だからといって、各自が書きたい内容を単純に足すのもテーマ性がない。
本来であれば、ゼロの状態から情報を持ち寄って意見交換したいところですが、ひとまず紙面構成案を見てもらって、「思考の抜け漏れがあったら指摘してください」といった方法に留めています。
検討にあたって、私が心がけているのは
- いきなり意見を求めない
- 情報や人脈でマウントを取らない
- 意見に対して、まず受け止める
- 反対には代替案を出すように伝える
です。
直感的な意見も重要ですが、「今すぐ答えられない=考えていない」と結論づけるのは短絡的だと思っています。
価値ある情報をいかに分かりやすく伝えるかを考えるうえで、自分のなかで熟慮する時間は大切です。
記者として業界に長くいれば、情報や人脈があるのは当然です。しかし、違う角度から見れば、経験に頼った固定観念に縛られているとも言えます。

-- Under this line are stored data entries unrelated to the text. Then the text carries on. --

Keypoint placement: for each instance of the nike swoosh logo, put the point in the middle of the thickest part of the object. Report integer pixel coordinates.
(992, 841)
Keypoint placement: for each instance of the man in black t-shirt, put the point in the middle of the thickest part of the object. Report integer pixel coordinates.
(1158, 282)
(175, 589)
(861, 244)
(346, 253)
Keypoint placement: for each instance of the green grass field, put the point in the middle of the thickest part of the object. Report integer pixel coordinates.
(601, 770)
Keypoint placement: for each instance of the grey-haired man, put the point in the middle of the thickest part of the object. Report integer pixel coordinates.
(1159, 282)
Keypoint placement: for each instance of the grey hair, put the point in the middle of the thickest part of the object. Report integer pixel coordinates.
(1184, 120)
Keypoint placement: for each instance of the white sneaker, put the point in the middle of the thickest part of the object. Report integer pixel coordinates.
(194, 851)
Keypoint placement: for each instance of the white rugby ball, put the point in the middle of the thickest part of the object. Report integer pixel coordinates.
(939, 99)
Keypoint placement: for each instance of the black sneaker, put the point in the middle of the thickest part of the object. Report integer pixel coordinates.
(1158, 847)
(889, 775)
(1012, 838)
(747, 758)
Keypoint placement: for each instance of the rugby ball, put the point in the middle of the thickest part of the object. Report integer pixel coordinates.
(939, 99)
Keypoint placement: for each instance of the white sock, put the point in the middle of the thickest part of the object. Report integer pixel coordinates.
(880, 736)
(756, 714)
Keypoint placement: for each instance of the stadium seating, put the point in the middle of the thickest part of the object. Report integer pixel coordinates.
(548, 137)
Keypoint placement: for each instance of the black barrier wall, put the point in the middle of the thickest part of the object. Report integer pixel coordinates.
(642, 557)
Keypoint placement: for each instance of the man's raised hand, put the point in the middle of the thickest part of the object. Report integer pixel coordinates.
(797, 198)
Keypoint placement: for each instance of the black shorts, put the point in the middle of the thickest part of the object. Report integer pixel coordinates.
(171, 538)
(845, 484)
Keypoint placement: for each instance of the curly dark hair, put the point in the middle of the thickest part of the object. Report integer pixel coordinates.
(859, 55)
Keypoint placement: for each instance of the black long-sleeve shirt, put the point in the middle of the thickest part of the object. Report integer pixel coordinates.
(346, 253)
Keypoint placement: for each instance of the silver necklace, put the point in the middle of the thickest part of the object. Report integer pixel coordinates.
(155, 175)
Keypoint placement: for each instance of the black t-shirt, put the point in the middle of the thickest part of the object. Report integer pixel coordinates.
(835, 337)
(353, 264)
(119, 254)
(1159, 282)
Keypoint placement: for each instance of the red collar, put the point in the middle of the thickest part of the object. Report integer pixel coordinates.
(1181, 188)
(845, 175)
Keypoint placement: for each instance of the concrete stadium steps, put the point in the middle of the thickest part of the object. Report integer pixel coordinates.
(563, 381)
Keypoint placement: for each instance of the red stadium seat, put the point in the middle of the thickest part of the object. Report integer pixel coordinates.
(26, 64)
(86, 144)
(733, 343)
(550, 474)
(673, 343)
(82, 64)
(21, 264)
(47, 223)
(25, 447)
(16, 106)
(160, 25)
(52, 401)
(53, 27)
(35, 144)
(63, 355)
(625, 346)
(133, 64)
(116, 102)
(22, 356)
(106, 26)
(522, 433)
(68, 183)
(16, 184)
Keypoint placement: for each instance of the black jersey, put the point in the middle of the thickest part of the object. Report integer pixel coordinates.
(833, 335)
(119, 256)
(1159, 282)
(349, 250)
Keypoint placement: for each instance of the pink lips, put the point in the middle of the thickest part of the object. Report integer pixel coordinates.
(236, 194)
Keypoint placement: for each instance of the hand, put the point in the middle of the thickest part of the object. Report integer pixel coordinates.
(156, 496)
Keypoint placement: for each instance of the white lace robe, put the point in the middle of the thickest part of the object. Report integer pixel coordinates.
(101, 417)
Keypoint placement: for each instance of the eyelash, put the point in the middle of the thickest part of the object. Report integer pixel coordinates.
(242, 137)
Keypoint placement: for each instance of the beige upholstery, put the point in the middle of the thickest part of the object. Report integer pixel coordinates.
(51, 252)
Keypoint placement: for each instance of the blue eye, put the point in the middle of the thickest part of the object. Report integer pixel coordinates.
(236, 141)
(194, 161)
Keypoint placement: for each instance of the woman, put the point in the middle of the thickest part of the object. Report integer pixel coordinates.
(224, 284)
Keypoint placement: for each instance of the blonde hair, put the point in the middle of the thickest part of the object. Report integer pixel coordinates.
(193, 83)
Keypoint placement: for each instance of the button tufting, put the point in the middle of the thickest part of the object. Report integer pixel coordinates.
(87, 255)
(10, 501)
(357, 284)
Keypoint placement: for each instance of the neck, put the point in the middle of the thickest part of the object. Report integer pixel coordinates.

読者のための打ち合わせを「自分は頑張っているアピール」や「マウント合戦」の場に成り下がらせないように心がけています。
言い換える能力
いくつかの歯車同士が長時間にわたってスムーズに回るには、潤滑剤が必要です。
目標とスケジュールの共有、進行管理、方向修正に加えて、意見や不満を言い換えて伝える能力が求められると思っています。
とくに、外部から編集を委託されている媒体の場合、発注者の意図を汲み取りながら、社内の制作担当者の負担も考慮しなければなりません。
「お客様(発注者)がこう言っているから」ではなく、指示した理由を伝えれば、無理だった場合でも制作担当者も代替案が出しやすいはずです。
書くことが本来の仕事ながら、社内、社外問わず、板挟みになるのは辛いものです。
それに転職活動においても、調整や進行管理の実績をどう表現したらいいのか…。投げ出せるのではあれば、記者の仕事に集中したいところです。
最後までお読みいただき、誠にありがとうございました。